I protagonisti della rinascita

Questo nuovo dna tattico ha acceso una miccia vitale in alcuni degli elementi chiave della rosa. Luca Ferraro, l’attaccante calabrese di esperienza e carisma, è rinato sotto gli occhi dei tifosi: 6 gol segnati nella fase Torrisi (contro Nissa, Sambiase, CastrumFavara, Milazzo, Paternò su rigore ed Enna), trasformandosi da eroe mancato della fase Trocini a terminale offensivo imprescindibile. Simone Edera, il talentuoso esterno d’attacco già visto in Serie A con il Torino, ha finalmente ritrovato continuità—quella che ricercava da anni dopo le frustranti panchine in categorie superiori—mettendo a segno 3 reti importanti (tra cui quella decisiva al Granillo contro il Milazzo, il 14 dicembre) e fornendo 2 assist nei momenti topici della stagione, con una qualità tecnica che emerge nettamente ad ogni pallone toccato. Ma da lui ci si aspetta sempre qualcosa in più. Nino Ragusa, colonna offensiva della squadra amaranto, ha ritrovato la via del gol con prestazioni di primissima qualità.

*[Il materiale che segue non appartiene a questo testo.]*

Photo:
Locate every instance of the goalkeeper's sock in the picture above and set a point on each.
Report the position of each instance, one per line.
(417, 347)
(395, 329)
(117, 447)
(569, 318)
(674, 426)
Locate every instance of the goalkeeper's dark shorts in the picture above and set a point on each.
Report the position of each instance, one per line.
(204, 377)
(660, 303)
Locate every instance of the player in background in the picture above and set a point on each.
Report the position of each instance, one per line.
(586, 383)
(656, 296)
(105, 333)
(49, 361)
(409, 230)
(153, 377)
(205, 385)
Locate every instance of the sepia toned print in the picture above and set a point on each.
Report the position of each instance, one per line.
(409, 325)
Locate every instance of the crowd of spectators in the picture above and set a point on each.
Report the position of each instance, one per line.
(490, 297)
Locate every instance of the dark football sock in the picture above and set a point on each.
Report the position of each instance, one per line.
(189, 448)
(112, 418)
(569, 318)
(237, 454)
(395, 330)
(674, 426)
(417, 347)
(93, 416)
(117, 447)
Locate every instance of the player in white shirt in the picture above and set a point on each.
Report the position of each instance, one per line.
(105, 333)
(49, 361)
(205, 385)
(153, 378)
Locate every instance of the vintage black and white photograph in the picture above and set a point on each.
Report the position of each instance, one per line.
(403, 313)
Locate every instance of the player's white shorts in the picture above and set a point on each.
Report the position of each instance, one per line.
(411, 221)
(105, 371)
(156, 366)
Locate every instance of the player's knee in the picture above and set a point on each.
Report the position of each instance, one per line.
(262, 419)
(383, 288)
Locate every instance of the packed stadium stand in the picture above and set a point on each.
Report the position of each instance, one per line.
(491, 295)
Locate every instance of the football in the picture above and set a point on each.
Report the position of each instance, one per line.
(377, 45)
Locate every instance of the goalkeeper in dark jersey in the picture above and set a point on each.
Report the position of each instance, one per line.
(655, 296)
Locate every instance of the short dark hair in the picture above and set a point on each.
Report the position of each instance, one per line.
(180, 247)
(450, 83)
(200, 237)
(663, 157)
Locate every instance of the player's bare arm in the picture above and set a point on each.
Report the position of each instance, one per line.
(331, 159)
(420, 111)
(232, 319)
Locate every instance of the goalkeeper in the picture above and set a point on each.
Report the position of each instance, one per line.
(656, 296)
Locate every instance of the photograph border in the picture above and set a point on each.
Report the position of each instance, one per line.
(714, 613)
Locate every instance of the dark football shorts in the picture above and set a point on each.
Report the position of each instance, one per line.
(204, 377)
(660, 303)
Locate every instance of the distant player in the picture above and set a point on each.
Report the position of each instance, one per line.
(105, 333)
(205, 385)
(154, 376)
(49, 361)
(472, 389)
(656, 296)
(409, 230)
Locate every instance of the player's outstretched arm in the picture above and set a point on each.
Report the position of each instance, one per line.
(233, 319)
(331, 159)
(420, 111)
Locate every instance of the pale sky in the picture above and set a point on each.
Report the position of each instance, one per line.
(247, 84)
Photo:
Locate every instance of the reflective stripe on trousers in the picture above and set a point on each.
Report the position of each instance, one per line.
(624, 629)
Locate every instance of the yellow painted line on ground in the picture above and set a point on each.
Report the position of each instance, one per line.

È proprio in questa ricombinazione umana e tattica che risiede il vero motore della rimonta calabrese: non semplici numeri e percentuali, bensì il recupero della fiducia, la ritrovata consapevolezza che questi giocatori possono effettivamente competere per vincere, e la ricostruzione di quella identità collettiva che mancava disperatamente durante gli otto turni di caos e indecisione sotto la precedente gestione. Con 15 turni rimasti e con questa inerzia positiva ormai consolidata, la promessa di un ritorno in Serie C non è più un sogno idealista, ma un obiettivo a portata di mano che la Reggina ha tutte le carte in tavola per realizzare.